Vu la procédure suivante :
Procédure contentieuse antérieure :
M. B...A...a demandé au Tribunal administratif de Paris d'annuler l'arrêté du
6 octobre 2014 par lequel le préfet de police lui a infligé un blâme et d'enjoindre à ce dernier de lui restituer la totalité des heures supplémentaires qu'il a accomplies et de créditer ces heures sur son compte épargne temps.
Par un jugement n° 1500810 du 24 septembre 2015, le Tribunal administratif de Paris a annulé l'arrêté du préfet de police du 6 octobre 2014 et a rejeté le surplus des conclusions de la demande de M.A....
Procédure devant la Cour :
Par un recours, enregistré le 26 novembre 2015, le ministre de l'intérieur demande à la Cour :
1°) d'annuler le jugement n° 1500810 du 24 septembre 2015 du Tribunal administratif de Paris ;
2°) de rejeter la demande présentée par M. A...devant le Tribunal administratif de Paris.
Il soutient que :
- le jugement du Tribunal administratif de Paris est irrégulier, dès lors que le litige en cause relevait d'un juge statuant seul et non d'une formation collégiale ;
- les heures supplémentaires en litige n'ont pas été réalisées à la demande de la hiérarchie de M. A..., ni avec son autorisation, ainsi que l'exigent pourtant les articles 4 et 7 du décret n° 2002-60 du 14 janvier 2002 ;
- il n'appartenait pas à l'administration de prouver que M. A...avait indument imputé sur son compte épargne temps des heures supplémentaires ;
- M. A...n'a pas réalisé les heures supplémentaires dont il se prévaut.

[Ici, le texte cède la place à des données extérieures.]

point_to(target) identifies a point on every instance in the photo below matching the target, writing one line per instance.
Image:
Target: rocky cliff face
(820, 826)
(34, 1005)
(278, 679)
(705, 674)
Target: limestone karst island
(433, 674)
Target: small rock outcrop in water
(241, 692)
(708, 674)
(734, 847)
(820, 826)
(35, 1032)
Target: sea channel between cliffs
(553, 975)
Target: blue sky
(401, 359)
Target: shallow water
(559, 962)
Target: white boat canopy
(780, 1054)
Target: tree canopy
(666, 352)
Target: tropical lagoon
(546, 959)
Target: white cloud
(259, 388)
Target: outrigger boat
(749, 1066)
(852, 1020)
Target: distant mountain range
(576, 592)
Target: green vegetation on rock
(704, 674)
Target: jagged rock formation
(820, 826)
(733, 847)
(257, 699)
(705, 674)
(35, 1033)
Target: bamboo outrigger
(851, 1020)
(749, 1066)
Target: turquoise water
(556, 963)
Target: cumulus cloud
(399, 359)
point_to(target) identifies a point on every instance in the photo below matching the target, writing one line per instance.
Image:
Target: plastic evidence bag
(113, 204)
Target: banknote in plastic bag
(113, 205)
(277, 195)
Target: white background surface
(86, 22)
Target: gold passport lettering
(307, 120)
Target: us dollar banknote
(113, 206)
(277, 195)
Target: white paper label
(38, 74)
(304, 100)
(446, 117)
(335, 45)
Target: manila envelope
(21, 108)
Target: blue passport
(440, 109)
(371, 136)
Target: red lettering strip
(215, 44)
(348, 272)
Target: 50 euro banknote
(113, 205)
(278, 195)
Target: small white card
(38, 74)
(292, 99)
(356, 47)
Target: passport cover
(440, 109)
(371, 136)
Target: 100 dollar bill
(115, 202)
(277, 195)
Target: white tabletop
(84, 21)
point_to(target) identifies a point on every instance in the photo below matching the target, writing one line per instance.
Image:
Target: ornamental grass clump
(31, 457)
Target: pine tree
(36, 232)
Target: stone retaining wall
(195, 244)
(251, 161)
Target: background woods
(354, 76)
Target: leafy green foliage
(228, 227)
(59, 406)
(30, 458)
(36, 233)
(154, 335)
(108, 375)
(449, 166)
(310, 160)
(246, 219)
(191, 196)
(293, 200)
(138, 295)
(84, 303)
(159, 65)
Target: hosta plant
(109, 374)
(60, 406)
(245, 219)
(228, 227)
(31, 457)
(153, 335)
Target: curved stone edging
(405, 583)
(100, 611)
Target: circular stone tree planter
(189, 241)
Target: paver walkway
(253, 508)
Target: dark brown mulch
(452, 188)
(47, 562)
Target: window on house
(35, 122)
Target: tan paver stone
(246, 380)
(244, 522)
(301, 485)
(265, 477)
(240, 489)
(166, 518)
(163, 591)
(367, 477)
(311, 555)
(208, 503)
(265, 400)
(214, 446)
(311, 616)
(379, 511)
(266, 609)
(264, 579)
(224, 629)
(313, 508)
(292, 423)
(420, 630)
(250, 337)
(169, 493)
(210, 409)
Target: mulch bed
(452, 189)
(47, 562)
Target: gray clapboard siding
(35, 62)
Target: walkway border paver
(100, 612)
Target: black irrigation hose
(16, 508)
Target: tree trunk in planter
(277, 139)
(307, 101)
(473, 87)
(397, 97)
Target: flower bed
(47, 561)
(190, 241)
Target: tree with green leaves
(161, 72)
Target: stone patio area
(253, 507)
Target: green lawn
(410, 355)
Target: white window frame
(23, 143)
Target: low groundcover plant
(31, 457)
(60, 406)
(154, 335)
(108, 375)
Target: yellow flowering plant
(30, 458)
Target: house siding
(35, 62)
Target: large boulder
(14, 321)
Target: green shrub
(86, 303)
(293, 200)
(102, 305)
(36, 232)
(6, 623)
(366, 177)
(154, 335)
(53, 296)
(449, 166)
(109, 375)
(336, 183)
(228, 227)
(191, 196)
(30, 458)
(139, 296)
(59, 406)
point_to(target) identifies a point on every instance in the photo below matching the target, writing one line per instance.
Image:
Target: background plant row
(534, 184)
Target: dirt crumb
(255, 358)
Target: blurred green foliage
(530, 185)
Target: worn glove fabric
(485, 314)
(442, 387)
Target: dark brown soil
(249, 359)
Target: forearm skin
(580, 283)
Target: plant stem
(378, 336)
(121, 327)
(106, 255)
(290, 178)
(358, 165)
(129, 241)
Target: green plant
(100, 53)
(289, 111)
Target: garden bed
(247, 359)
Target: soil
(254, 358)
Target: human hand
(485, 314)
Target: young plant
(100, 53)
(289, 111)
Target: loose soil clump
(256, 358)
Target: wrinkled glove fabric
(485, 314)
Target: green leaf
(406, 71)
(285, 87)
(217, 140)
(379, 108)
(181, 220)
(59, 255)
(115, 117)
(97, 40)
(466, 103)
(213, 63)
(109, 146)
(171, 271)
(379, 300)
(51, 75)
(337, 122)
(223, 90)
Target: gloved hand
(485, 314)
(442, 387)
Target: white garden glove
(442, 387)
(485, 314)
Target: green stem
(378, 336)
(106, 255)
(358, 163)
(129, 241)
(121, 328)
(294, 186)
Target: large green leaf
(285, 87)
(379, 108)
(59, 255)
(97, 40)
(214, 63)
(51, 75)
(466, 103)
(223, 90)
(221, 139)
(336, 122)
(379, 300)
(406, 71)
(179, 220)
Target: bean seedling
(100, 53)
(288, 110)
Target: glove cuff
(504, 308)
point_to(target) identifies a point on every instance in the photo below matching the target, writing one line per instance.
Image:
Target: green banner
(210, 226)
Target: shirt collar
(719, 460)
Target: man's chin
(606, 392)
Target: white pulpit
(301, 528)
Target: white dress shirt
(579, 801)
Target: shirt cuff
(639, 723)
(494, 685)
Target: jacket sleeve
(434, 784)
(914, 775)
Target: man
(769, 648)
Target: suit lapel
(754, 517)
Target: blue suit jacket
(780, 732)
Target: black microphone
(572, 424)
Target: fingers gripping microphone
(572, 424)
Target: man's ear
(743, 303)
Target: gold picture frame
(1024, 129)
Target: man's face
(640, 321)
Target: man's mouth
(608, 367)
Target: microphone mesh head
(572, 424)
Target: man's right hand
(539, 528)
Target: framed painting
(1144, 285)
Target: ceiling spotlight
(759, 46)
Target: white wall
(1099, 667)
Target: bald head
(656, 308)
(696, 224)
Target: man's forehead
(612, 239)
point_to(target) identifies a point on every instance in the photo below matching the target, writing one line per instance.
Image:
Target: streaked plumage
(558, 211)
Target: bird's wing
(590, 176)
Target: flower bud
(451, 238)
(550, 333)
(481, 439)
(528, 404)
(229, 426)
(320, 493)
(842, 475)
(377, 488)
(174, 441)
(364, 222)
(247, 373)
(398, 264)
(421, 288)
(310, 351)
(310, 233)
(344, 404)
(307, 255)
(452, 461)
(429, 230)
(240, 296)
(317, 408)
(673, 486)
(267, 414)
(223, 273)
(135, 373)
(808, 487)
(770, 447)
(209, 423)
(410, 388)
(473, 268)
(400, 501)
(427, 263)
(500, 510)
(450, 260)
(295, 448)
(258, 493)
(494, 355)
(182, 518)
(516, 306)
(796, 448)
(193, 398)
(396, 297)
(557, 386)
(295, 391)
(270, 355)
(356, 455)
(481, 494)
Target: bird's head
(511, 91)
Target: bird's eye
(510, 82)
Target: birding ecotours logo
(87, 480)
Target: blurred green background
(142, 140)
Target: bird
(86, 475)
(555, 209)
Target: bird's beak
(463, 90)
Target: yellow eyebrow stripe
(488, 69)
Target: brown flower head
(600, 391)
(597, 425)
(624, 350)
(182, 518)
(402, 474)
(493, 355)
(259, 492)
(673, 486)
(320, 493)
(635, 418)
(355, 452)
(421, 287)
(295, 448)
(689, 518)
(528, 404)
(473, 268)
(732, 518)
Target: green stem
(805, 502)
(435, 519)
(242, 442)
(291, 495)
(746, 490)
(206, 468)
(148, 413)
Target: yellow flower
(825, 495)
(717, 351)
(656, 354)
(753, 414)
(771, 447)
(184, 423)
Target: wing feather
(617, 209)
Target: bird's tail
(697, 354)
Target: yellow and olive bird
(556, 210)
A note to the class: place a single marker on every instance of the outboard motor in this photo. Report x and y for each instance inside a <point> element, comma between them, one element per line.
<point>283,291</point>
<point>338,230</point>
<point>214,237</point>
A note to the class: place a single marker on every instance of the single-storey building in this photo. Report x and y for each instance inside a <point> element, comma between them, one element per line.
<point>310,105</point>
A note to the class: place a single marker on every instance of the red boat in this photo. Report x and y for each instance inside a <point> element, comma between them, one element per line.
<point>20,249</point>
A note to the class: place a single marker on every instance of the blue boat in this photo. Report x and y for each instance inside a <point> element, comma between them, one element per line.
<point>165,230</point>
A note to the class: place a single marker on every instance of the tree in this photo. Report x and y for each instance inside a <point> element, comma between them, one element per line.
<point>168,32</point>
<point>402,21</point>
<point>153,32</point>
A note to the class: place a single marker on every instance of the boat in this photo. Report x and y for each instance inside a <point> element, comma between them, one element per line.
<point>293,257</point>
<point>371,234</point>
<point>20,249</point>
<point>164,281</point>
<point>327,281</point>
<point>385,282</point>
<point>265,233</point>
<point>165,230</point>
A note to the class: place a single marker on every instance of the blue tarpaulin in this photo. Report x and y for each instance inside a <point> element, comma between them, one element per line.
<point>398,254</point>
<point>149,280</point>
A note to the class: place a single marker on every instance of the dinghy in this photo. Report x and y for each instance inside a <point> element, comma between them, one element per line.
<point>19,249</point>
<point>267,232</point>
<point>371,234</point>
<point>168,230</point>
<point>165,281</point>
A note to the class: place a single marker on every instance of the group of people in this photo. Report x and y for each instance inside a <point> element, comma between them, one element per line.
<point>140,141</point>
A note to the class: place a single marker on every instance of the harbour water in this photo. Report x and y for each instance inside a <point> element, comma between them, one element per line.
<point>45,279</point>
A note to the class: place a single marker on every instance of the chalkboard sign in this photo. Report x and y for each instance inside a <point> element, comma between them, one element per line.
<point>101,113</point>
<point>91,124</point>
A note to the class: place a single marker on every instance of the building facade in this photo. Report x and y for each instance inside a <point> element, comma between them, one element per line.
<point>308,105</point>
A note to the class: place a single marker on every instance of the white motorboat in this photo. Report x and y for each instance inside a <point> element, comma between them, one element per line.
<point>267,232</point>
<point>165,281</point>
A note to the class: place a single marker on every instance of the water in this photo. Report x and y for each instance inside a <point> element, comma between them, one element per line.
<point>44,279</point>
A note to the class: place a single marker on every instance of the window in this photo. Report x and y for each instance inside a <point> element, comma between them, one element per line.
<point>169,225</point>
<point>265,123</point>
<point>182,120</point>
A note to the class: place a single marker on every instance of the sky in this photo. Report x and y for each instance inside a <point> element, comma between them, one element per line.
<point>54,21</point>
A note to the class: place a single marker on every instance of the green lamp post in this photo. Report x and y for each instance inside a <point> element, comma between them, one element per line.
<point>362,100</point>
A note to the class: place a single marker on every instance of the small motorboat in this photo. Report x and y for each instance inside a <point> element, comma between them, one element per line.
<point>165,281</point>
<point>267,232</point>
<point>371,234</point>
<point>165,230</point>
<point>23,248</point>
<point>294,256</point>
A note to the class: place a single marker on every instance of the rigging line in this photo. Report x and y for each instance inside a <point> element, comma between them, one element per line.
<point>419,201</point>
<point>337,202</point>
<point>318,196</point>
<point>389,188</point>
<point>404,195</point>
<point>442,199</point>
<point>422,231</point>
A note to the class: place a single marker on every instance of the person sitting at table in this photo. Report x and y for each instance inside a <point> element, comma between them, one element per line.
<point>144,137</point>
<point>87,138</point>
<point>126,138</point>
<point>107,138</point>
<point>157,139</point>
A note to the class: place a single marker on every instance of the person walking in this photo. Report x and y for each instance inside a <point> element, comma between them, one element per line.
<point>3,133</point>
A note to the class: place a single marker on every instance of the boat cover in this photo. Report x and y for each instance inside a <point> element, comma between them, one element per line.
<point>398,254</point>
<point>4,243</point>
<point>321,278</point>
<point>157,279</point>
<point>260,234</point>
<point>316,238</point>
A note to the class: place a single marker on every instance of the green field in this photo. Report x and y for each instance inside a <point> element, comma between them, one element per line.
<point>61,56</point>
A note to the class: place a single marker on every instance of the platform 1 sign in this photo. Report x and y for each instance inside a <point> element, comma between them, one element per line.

Par un mémoire en défense, enregistré le 17 février 2016, M. A...conclut au rejet du recours du ministre de l'intérieur.
Il soutient que :
- le recours du ministre est tardif et, par suite, irrecevable ;
- les moyens soulevés par le ministre ne sont pas fondés ;
- la sanction prononcée par le préfet de police est entachée d'un détournement de procédure ;
- ses droits de la défense et le principe de la présomption d'innocence ont été méconnus dès lors que les justificatifs qu'il a produits lors de son audition dans le cadre de la procédure administrative ne figuraient pas dans son dossier lorsqu'il l'a consulté ;
- il a subi des faits de harcèlement moral.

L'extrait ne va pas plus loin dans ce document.